I’ve spent some time over the past few weeks improving the performance of the attoparsec parsing library, and of the aeson JSON library. Since they’ve now reached a new plateau of performance and stability, I thought this would be a good time to release new versions.
The major advance in the new version of aeson is a considerable speed improvement.
The datasets I’m using are Twitter search results, from the Twitter JSON search API. For mostly-English results, 0.2.0.0 is up to 30% faster than before, while on Japanese data (which makes heavy use of Unicode escapes), I’ve bumped performance by more than 50%.
To see how well aeson performs compared to JSON parsers for other languages, I compared it against the json module in Python 2.7. That module’s JSON parser is written in C, so it’s very fast indeed, and the amount of actual Python being executed in my microbenchmark is tiny.
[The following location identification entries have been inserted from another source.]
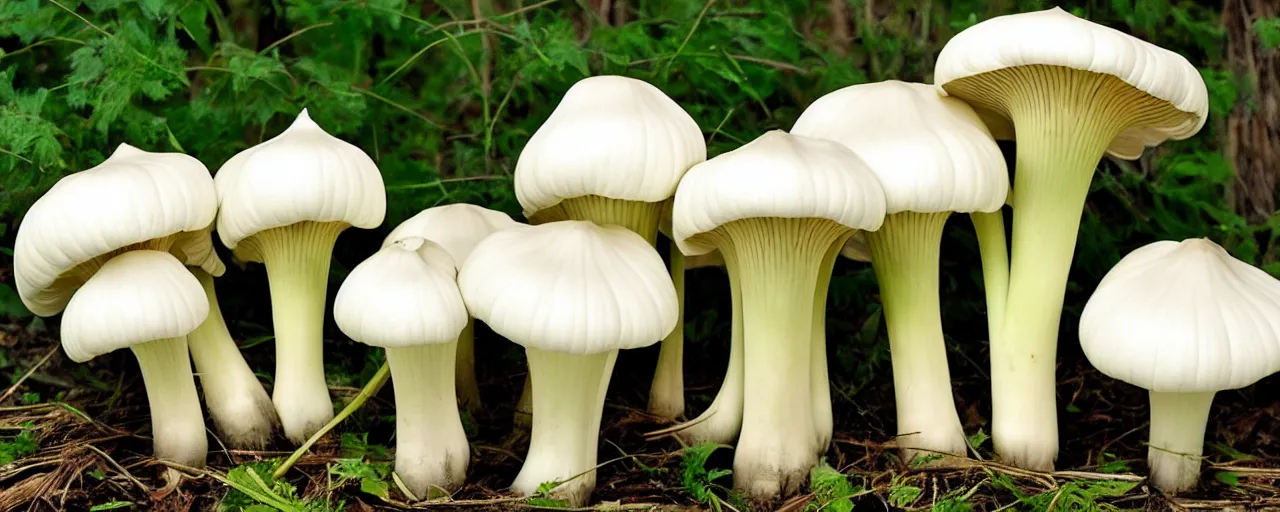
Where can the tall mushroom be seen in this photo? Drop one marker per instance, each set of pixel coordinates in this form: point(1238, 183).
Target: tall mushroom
point(1183, 320)
point(612, 152)
point(778, 209)
point(935, 156)
point(284, 202)
point(572, 293)
point(457, 228)
point(405, 298)
point(1073, 91)
point(146, 301)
How do we fare?
On mostly-English data, aeson is actually faster than Python’s native-code json parser. Nice! And on Japanese data, we’re a little slower, but still very competitive.
What if you’ve been using the Haskell json package, which was the first open source Haskell JSON parser to be published? Well, I do think that aeson is easier to use, but it’s also 3x faster than the json package:
The new version of aeson introduces some other useful improvements.
- There’s a new Generic module, which lets you convert almost any instance of the Data typeclass to and from JSON without writing boilerplate code. (Be warned: generics are slow. If performance is important to you, write that boilerplate!)
- We introduce a Number type that represents integers to full accuracy, and which handles floating point numbers efficiently.
- Instead of parsing via the Applicative typeclass, we now use a custom parsing monad, improving both ease of use and performance.